Keywords: C9orf72; GRN; MAPT; familial frontotemporal lobar degeneration; imaging biomarker; presymptomatic.

Figure 1

Coronal T1-weighted magnetic resonance imaging (MRI). Brain MRIs (coronal T1-weighted images) of the three familiar FTLD mutation carriers who progressed from the asymptomatic to the symptomatic stage are shown in the timeline with years before and after conversion. 0 indicates the actual symptom onset time point. (A) A male patient with MAPT N279K mutation whose first clinical manifestation was difficulties in remembering street names and people's names with Kokmen short test of mental status (36/38) at age 43. Two years after symptom onset, his forgetfulness progressed, with resting tremor in the left lower limbs, as well as some impulsivity and disinhibition, and was diagnosed with bvFTD and Parkinsonism.
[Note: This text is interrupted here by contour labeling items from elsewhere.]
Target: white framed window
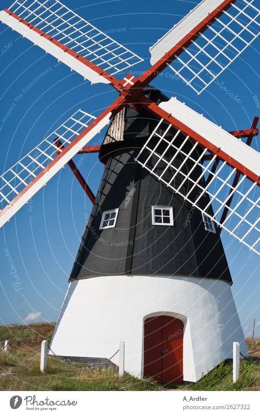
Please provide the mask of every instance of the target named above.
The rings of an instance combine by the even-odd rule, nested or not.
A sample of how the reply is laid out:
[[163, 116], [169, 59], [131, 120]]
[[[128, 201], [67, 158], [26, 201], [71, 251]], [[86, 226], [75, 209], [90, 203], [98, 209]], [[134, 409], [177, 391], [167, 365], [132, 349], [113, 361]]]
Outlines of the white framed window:
[[173, 226], [172, 207], [167, 206], [152, 206], [152, 223], [153, 225]]
[[207, 215], [205, 215], [205, 214], [203, 212], [202, 212], [202, 215], [203, 221], [204, 222], [204, 225], [206, 230], [208, 231], [209, 232], [213, 232], [214, 234], [215, 234], [216, 228], [213, 220], [212, 220], [211, 218], [209, 218], [208, 216], [207, 216]]
[[104, 229], [106, 228], [114, 228], [116, 226], [118, 211], [118, 209], [113, 209], [111, 210], [106, 210], [105, 212], [103, 212], [102, 215], [100, 229]]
Five years after symptom onset, his cognitive function, parkinsonism, and behavior changes significantly worsened and mostly by motor impairment. Focal adjacent mesial temporal lobe atrophy mainly in the right side was observed 5 years before symptom onset and became bilateral hippocampal atrophy with generalized cerebral atrophy most marked in the bilateral parietotemporal regions. The structural brain change seems to be slower than his clinic symptom progression. (B) A male patient GRN mutation carrier whose first clinical manifestation was word-finding difficulties at age 68. Two years after symptom onset, his word-finding difficulties progressed, with additional executive dysfunction, forgetfulness, and tendency to repeat questions. He also had apathy, irritability, and dysphoria, and was diagnosed with mixed PPA/bvFTD syndrome. Asymmetrical (left greater than right) atrophy was observed 6 years before symptom onset, and became progressively asymmetric affecting the frontal, temporal, and parietal lobes as he aged. (C) A male patient C9orf72 mutation carrier whose first clinical manifestation was a change in motivation, spontaneity, and empathy at age 73 and was diagnosed as behavior MCI. After 4 years from symptom onset, his behavior change slightly progressed with subtleties in empathy, emotional blunting, irritability, and subtle apathy, still diagnosed as behavior MCI. While his clinic symptoms seem to be stable, the moderate parenchymal volume loss was observed 8 years before symptom onset most involved in the frontal and temporal areas, and progressed affecting the whole brain with greatest atrophy in the fronto-temporal regions as he aged.